Bemerkungen zu Alexander von Humboldts Russland-Tagebuch

Herrn Kollegen Herbert Pieper zum 65. Geburtstag gewidmet.

1. Allgemeine Bemerkungen

1.1. Zur Bedeutung der Russlandreise im Lebenswerk Humboldts

1.2. Quellen

1.3. Publikationen Humboldts  und von seinen Mitreisenden

Zu den zeitgenössischen Dokumenten über die 1829 von Alexander von Humboldt, Christian Gottfried Ehrenberg und Gustav Rose durchgeführte gemeinsame Reise durch Russland gehören Humboldts schriftliche Aufzeichnungen. Es handelt sich um einen Oktavband mit dem Titel „Fragmente des Sibirischen  Reise-Journals 1829“ und einen Band mit der Aufschrift „Obs[ervations] astronomiques faites dans le Voyage de Sibérie“, der später angefertigte Ausarbeitungen magnetischer und astronomischer Messungen beinhaltet.

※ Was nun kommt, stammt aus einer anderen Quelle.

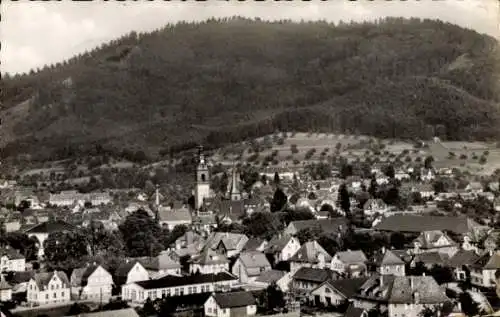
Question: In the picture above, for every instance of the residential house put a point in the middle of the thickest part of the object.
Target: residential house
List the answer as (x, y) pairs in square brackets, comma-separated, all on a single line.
[(435, 241), (209, 262), (11, 260), (125, 312), (139, 292), (353, 311), (281, 278), (427, 174), (373, 206), (460, 263), (160, 265), (41, 232), (12, 224), (130, 272), (388, 263), (306, 279), (491, 241), (474, 187), (226, 243), (240, 304), (5, 290), (430, 259), (92, 282), (171, 218), (482, 272), (336, 292), (311, 254), (400, 295), (335, 226), (48, 288), (282, 247), (349, 263), (250, 265)]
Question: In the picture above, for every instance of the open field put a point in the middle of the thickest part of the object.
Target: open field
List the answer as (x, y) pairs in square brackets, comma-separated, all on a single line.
[(466, 154)]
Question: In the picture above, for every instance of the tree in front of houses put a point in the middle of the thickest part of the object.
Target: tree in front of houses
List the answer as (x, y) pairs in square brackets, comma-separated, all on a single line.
[(344, 199)]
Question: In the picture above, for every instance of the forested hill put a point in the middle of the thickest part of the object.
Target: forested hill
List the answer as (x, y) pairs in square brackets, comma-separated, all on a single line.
[(225, 80)]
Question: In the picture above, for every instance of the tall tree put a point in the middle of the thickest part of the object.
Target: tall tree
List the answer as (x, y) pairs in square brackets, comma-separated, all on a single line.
[(141, 235), (279, 201), (344, 200)]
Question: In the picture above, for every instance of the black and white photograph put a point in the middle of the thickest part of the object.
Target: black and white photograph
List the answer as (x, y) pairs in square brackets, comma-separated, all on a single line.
[(250, 158)]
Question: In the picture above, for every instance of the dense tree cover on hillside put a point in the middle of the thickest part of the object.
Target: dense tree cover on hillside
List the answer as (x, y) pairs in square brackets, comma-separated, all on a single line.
[(225, 80)]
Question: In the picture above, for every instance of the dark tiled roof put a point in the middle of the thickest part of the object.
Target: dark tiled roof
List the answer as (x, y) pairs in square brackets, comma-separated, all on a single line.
[(234, 299), (463, 257), (43, 279), (173, 281), (253, 244), (51, 226), (348, 287), (277, 243), (270, 276), (353, 311), (315, 275)]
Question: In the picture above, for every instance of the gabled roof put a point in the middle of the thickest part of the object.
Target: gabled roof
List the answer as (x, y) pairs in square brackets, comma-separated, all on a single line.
[(51, 226), (254, 260), (463, 257), (231, 241), (334, 225), (174, 281), (310, 253), (405, 289), (277, 243), (234, 299), (350, 257), (270, 276), (315, 275), (12, 254), (431, 258), (346, 287), (353, 311), (209, 257), (390, 258), (428, 239), (253, 244), (43, 279), (488, 261), (158, 263)]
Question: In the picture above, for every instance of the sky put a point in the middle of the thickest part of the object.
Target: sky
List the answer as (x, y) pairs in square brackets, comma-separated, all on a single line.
[(34, 34)]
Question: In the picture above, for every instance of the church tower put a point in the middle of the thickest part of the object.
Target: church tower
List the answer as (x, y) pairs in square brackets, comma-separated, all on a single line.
[(202, 189), (233, 191)]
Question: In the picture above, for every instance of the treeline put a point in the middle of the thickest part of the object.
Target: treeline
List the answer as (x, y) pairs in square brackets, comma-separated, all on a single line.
[(225, 80)]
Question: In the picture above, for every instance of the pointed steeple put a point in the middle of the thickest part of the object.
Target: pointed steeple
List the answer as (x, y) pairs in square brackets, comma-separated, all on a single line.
[(234, 191), (157, 197)]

In den „Fragmenten des Reisejournals“ wurden Notizen zu folgenden Themen gemacht: Bodenschätze, insbesondere Gold und Diamanten, Messungen, Zoologie, Pflanzengeographie, Ethnologie. Die inhaltliche Gliederung des Textes folgt der Reiseroute, die hier noch einmal mit ihren wesentlichen Stationen genannt werden soll: Die Reise begann in Berlin, wurde über Dorpat und St. Petersburg fortgesetzt. Von St. Petersburg aus fuhren die Reisenden nach Moskau, danach über Kasan, den Ural bis Jekaterinenburg.  Am 8. Juli 1829 reisten Humboldt und seine Begleiter weiter nach Tobolsk,  am 24. Juli starteten sie ihre Fahrt in den  Altai (16. 1.).  Ab Ust-Kamenogorsk fuhren sie zur chinesischen Grenze, hielten sich in Miask auf und unternahmen Exkursionen in die unmittelbare Umgebung dieser Stadt und nach Slatoust. Am 16. September 1829 waren sie gezwungen, wegen starker Regenfälle ihre Reiseroute zu ändern, sie blieben in Orenburg (=Tschalow), um später zum Elton-See, nach Zarizyn und Astrachan zu gelangen. Einem Aufenthalt in Astrachan folgte eine Fahrt auf dem Kaspischen Meer. Der Rückweg führte über einen zweiten Aufenthalt in Moskau und St. Petersburg und Riga  zurück nach Berlin. Zwei Stationen vor Riga erlitten sie einen Unfall, bei dem der Reisewagen auf einer Brücke umkippte und ein Pferd das Geländer durchbrach und ins Wasser stürzte. Den Reisenden passierte zum Glück nichts - am 28. 12. 1829 traf Humboldt wohlbehalten wieder in Berlin ein. Das Tagebuch gibt darüber hinaus eine genauere Beschreibung, in der auch kleine Dörfer und Ortschaften erwähnt werden.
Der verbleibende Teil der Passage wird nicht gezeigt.